Young people who thought they were going to get help paying for their insurance plans through the Patient Protection and Affordable Care Act may be out of luck.
A new study from HealthPocket finds that in major cities, some young people are falling into a "subsidy gap" where they are unable to obtain government subsidies to help pay for their insurance plan despite being within the complete income range specified by PPACA.
And that gap may be contributing to the group's under-enrollment in PPACA plans.
Premium tax credits for 2014 plans were designed to lower premium costs for people with household incomes between 100 percent and 400 percent of the 2013 federal poverty level ($11,490 to $45,960 per year for an individual).
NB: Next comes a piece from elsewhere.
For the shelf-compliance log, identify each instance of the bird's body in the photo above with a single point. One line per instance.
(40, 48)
But subsidies are calculated using a complex formula based on the cost of a plan's premium, and are only available when a baseline plan's premium exceeds a specific percentage of an enrollee's monthly income.
"The higher the income level, the higher the percentage of income that must be surpassed to qualify for a subsidy," HealthPocket researchers said. "If that income percentage is not surpassed by the premium then no subsidy is available for the enrollee."
HealthPocket looked at plans for young adults in eight major cities — Philadelphia, Miami, Los Angeles, Atlanta, Houston, Detroit, Chicago and Phoenix — and found that in every city examined, young adults under age 35 could not obtain premium subsidies for exchange health plans within the complete income bracket specified by PPACA.